For exact parameters, read 

references/openapi.yaml
.

Error handling

  • 401
    / 
    403
    → auth missing, invalid, or insufficient feature scope
  • 404
    → wrong path or object not found
  • 422
    → validation error; inspect request body against 
    references/openapi.yaml
  • 429
    / 
    5xx
    → retry with backoff up to 3 times if the action is idempotent

Self-update this skill

This skill is designed to be self-maintainable.

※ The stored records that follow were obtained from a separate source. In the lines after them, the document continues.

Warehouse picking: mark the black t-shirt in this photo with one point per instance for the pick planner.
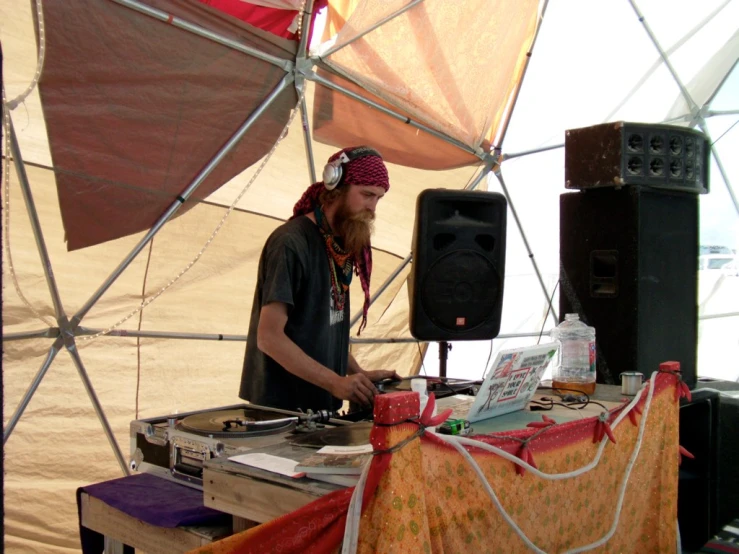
(294, 270)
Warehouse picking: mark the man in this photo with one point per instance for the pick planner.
(297, 350)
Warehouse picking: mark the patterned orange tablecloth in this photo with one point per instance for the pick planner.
(606, 483)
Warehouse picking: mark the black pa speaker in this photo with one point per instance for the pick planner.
(628, 267)
(698, 480)
(456, 281)
(649, 155)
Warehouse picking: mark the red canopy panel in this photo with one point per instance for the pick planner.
(280, 22)
(135, 108)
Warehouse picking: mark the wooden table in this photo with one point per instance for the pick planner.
(121, 529)
(259, 496)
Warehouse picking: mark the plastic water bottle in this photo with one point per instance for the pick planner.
(419, 386)
(576, 368)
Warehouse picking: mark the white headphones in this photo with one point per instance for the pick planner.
(334, 171)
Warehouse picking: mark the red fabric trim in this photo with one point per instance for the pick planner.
(273, 20)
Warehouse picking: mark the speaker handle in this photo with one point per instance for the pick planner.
(444, 348)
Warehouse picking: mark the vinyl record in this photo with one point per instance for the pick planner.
(242, 422)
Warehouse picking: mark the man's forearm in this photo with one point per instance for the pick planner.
(289, 355)
(352, 366)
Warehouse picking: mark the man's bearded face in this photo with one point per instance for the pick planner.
(355, 227)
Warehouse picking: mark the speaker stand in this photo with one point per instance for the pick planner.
(444, 348)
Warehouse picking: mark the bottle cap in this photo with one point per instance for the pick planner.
(418, 385)
(670, 366)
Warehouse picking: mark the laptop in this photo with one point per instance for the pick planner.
(511, 381)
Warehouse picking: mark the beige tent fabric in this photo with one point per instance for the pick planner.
(58, 445)
(426, 60)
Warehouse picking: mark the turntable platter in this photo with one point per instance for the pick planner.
(238, 423)
(356, 434)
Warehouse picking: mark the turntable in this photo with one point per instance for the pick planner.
(176, 446)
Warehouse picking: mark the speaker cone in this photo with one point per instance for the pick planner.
(460, 291)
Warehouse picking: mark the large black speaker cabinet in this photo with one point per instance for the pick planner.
(628, 267)
(698, 482)
(456, 281)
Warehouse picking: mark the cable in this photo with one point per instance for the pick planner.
(423, 366)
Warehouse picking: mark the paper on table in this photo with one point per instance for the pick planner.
(268, 462)
(361, 449)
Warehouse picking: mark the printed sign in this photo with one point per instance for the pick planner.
(511, 381)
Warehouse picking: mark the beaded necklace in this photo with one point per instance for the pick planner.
(339, 261)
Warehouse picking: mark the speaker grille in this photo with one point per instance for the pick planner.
(460, 291)
(639, 154)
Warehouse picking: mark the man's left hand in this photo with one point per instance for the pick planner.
(380, 374)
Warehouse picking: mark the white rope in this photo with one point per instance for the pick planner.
(351, 532)
(7, 107)
(457, 443)
(6, 216)
(354, 515)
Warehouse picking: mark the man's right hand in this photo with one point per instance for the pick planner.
(355, 388)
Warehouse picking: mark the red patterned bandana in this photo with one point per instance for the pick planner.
(365, 171)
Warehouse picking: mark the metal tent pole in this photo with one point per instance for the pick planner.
(38, 234)
(306, 136)
(547, 295)
(162, 334)
(50, 333)
(517, 91)
(720, 165)
(225, 149)
(72, 347)
(53, 351)
(382, 288)
(300, 84)
(287, 65)
(692, 106)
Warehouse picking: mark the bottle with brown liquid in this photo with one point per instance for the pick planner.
(575, 371)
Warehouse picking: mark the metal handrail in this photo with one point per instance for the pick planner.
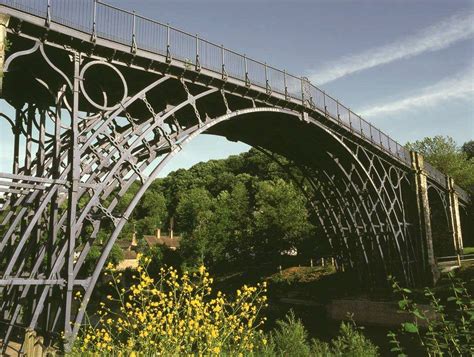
(125, 27)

Fast refresh from official API

bash skills/sure-api/scripts/sure_openapi_update.sh

What it does:

  1. downloads the latest official OpenAPI from the Sure GitHub repo
  2. overwrites 
    references/openapi.yaml
  3. regenerates 
    references/api_endpoints_summary.md

After updating OpenAPI

Do this in order:

  1. re-read 
    references/api_endpoints_summary.md
  2. compare new endpoints/params with current 
    sure_api_cli.js
  3. extend high-level wrappers only for endpoints that are common, stable, and worth scripting
  4. keep less-common endpoints accessible via 
    sure_api_request.sh
  5. run acceptance checks

When to read references

Read 

references/openapi.yaml
when you need:

  • exact request bodies
  • exact response shapes
  • enum values
  • parameter names
  • authoritative behavior after upstream changes

Read 

references/api_endpoints_summary.md
when you need:

  • a fast endpoint inventory
  • a quick check of what the upstream API currently exposes

ClawHub publish readiness

Before publishing or bumping a version, run:

bash skills/sure-api/scripts/sure_api_acceptance.sh

Optional live API validation:

bash skills/sure-api/scripts/sure_api_acceptance.sh --with-live-api

The acceptance script checks:

  • required files exist
  • SKILL.md
    frontmatter is valid enough for publishing
  • official URLs are present
  • self-update instructions are present
  • endpoint summary matches the checked-in OpenAPI
  • optional live smoke test passes

ClawHub publish commands

First confirm login:

clawhub whoami

Initial publish example:

cd /root/.openclaw/workspace
clawhub publish ./skills/sure-api \
  --slug sure-api \
  --name "Sure API" \
  --version 1.0.0 \
  --changelog "Initial public release." \
  --tags latest

Update publish example:

cd /root/.openclaw/workspace
clawhub publish ./skills/sure-api \
  --slug sure-api \
  --name "Sure API" \
  --version 1.0.1 \
  --changelog "Refresh official OpenAPI, tighten docs, and improve publish readiness." \
  --tags latest

Notes for future maintenance

  • Keep 
    SKILL.md
    concise; put exact API detail in 
    references/
    .
  • Do not add README / CHANGELOG / extra docs just for packaging.
  • Only wrap high-value flows in 
    sure_api_cli.js
    ; leave long-tail official endpoints to the raw request wrapper.
  • If upstream removes or renames endpoints, update examples and acceptance checks in the same commit.